One of the most common data stores is the relational database. These are the workhorses of the data world. You won’t find many corporate data systems that don’t make use of relational databases. Weblogs, either. From a shoe perspective, a relational database is a work shoe: plain, sturdy, well designed and crafted, and surprisingly comfortable if one disrgards the steel toe. Not just any work shoe, though. A relational database is a tie-up work shoe, where one has to lace up the front and pull, strongly, in order to attach the shoe to our foot.

work boot

Some forget to properly tie their shoe, and it becomes loose, their foot falls out and they trip and fall down. Others only single tie the shoe and sometimes the lace doesn’t come undone, but many times it does and they’re just like the person who doesn’t practice safe tying: the shoe comes undone, the person trips and falls down, and 5 million credit card customers are suddenly at risk.
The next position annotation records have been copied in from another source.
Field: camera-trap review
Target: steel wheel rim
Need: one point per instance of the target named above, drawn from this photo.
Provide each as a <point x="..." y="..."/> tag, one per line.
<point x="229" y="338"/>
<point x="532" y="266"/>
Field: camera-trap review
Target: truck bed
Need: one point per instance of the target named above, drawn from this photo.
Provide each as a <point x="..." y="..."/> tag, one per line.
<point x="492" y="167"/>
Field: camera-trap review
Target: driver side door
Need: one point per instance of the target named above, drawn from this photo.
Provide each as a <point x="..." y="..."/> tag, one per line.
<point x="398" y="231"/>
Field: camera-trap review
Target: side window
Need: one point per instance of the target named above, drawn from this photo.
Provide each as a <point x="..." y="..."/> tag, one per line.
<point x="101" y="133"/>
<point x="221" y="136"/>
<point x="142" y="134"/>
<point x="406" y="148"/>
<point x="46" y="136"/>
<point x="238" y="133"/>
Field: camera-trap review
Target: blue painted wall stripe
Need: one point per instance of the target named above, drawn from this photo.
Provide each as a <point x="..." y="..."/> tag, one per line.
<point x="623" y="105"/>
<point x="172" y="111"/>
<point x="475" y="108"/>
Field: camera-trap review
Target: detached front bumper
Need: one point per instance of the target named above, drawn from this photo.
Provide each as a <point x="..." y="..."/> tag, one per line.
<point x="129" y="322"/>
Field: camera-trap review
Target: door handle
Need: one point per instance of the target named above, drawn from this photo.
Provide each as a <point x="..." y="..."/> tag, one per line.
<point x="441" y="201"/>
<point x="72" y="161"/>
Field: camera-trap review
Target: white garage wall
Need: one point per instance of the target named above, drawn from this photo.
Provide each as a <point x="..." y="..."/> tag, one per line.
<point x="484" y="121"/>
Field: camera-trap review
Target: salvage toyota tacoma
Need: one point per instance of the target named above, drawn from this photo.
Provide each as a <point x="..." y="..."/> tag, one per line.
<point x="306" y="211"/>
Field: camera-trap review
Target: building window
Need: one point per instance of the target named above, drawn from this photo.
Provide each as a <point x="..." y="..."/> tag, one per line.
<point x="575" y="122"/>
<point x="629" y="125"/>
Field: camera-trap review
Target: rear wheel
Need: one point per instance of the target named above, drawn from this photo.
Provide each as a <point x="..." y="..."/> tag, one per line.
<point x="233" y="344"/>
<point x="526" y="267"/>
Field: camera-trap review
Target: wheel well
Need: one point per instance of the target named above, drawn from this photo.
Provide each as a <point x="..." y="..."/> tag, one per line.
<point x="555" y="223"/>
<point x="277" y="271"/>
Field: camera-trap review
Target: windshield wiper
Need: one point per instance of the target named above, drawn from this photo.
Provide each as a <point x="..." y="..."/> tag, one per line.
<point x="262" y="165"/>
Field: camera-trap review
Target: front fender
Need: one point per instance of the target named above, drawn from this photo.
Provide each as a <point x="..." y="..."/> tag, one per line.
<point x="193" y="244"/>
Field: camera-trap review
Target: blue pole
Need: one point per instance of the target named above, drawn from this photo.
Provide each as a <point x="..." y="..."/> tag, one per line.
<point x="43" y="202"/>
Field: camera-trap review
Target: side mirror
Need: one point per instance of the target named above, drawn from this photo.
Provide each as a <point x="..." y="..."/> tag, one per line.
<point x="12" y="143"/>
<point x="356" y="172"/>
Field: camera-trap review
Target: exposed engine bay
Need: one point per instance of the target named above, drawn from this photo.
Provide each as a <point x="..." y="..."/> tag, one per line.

Though not as sturdy as a relational database, a plain old CSV, or comma separated values, file is also quite common. A CSV file is any variation of text file where the individual pieces of data are separated from each other using commas, spaces, or whatever. In shoe parlance, a CSV file is equivalent to padding about in slippers: it’s simple, it’s easy, you feel remarkably free and unconstrained. Eventually, though, you’ll stub your toe or the slipper will wear thin and you’ll begin to think this going about in a slipper all the time is perhaps not as fun as you originally thought.

Then there are the occasions when speed is needed; the thought of running in slippers across a jagged, rocky landscape leads one to realize that slippers don’t scale, which is appropriate because neither does CSV.

Enter some of the newer initiatives. First there was object-oriented data stores. The concept sounded futuristic, but it never took off as strongly as the proponents wished. I think comfort was the factor: think of an object-oriented database as a platform shoe made of titanium. It protects the foot, is stylish, will last forever, but you wouldn’t want to walk a marathon in it.

(Come to think of it, a blister is a rather OO looking image…)

Mary Janes

Next, let’s jump into the markups. Yes markup languages are way of storing and transmitting data. When one considers that there are now billions of web pages, each with all sorts of data, one can see it’s an impressive way of storing and transmitting data.

Of course, the first forms of markup had some trouble getting acceptance because the concepts were too complex, perhaps a little too rigorous. Mary Janes and Buster Browns–the earliest markups were Mary Janes and Buster Browns. Proper. Anal. Images of anklets with little embroidered violets, velvet jumpers, slicked down hair, bow ties and plaid, and above all, manners. Very proper, and just a wee bit scary.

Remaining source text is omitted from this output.